Sandworms on Dune

While whales were hunted for their oil, ambergris, bone, meat, and baleen, sandworms on Dune were different in that they must be perserved in order for man to benefit from their cultivation of spice and their release of oxygen. This was a very important element in the novel because everyone living on Dune was dependent on both the spice and oxygen. Without the sandworms, Dune's people would have died.

Because the sandworms were so important Dune must remain a desert planet and the Fremen understood this. In the apendix Frank Herbert further explains the ecological process by which spice is made:

"Now they had the circular relationship: little maker to pre-spice mass; little maker to shai-hulud to scatter the spice upon which fed microscopic creatures called sand plankton; the sand plankton, food for shai-hulud, growing, burrowing, becoming little makers" (497).

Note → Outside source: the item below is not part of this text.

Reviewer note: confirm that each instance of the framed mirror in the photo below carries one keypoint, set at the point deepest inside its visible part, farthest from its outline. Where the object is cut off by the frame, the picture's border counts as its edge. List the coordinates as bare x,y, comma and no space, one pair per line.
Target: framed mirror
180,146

At first settlers of the planet Dune feared the sandworms and killed them without realizing the importance sandworms had to their own survival. This is similar to what tribal cultures did in killing whales simply for their size. Later on whale hunting was restricted once man realized the enviornmental and cultural importance of the whale. Similarily the Freman of Dune began to incorporate the sandworm into their culture as well. One example of this is the coming of age ceremony where Paul must ride a maker in order to become a man within their society.